Q1. What is the required/expected ASN.1 syntax of the key that is DER encoded and base64 encoded?

A1. It is a SubjectPublicKeyInfo sequence (as defined in RFC 3280 and elsewhere) and NOT a simple RSAPublicKey sequence (as defined in PKCS#1) nor as a simple DSAPublicKey .

Q2. What is the required/expected syntax of an RSA signature?

A2. According to the example, it is the raw binary RSA signature, base64 encoded. It is not encoded as an ASN.1 bit string, and so is not the same signature format at that used in certificates in RFC 3280. Neither is it encoded as an ASN.1 "encryptedDigest" (an octet string) as defined in PKCS#7, nor as a "SignatureValue" (also an octet string) as defined in RFC 3852. Whether leading zero octets are to be suppressed or not is not specified.

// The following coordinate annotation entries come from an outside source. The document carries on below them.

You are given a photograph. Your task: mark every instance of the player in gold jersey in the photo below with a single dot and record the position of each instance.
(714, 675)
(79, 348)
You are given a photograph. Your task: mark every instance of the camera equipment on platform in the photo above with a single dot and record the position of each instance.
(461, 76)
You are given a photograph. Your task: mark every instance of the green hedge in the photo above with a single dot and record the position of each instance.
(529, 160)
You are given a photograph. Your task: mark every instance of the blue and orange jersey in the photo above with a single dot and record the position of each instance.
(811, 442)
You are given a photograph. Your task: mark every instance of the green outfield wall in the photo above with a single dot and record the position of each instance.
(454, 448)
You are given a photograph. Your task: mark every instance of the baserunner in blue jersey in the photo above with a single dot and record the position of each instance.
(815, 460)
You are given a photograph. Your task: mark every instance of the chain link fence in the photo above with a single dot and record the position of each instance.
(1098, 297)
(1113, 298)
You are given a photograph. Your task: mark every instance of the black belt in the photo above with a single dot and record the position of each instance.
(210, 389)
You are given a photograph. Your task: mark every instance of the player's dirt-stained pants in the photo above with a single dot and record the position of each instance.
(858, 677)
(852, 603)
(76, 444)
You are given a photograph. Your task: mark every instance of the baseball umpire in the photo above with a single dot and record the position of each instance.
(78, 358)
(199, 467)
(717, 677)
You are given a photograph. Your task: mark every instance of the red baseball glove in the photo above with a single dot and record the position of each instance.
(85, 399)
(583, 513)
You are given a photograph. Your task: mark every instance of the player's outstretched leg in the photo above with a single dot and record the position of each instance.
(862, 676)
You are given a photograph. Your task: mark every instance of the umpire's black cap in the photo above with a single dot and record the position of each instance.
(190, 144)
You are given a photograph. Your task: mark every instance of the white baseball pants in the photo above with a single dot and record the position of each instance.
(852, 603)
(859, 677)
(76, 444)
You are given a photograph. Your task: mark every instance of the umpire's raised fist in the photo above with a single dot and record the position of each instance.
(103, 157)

Q3. What is the required/expected syntax of a DSA signature?

A2. Unknown. The answer is not given in the page. The example does not illustrate. A DSA signature has two parts, named 'r' and 's', each of which is exactly 20 bytes. Perhaps they are to be concatenated into a single 40-byte binary block, as done by SSL 3.0, or perhaps they are to be ASN.1 encoded as a sequence of two integers, as in the Dss-Sig-Value in RFC 2246 (TLS).

Other issues of cryptographic significance:

1. The page gives an example of an RDF/XML construct that contains a key. I am not sure, but I think that construct is called an "install-manifest". This install-manifest appears to have many of the properties of a public key certificate. It appears to be a binding of a contributor name, and one or more product identifiers, to a public key. However, the manifest itself is not cryptographically protected. It is not signed. I imagine this is because it is intended to be downloaded via https, and the copy downloaded is presumed to be valid at the source server. That's not unreasonable. However, if it was signed, it would also offer detection of alteration after downloading. Also, IINM, there is another proposed standard that defines a certificate entirely encoded in XML. One wonders if that standard should be used rather than inventing yet another.

2. The page shows an example of an RDF/XML construct that contains a signature and also other information (GUIDs and http URLs). This does not appear to be the same RDF/XML construct as the first one (which contained the key), but I could not find a separate name for it (both XML constructs appear to be called manifests). As I understand it, the signature applies to the content of the same XML construct in which it appears, the content that precedes it in that construct. So, the signature ensures the authenticity of those GUIDs and http URLs, but not the content of the download(s) obtained from the http URL(s).

It was not apparent to me how those GUIDs or http URLs ensure the authenticity of the content downloaded from the http URLs. What stops a download from one of those http URLs from being modified in transit? What ensures that the user who downloads the content of those http URLs is actually getting content from the expected server? I expected that the signed data would include at least a digest (a hash) of the download, but that is not apparent. It occurred to me that the thing that looks like a GUID could actually be an MD5 hash. But it is called an "id", so I doubt that.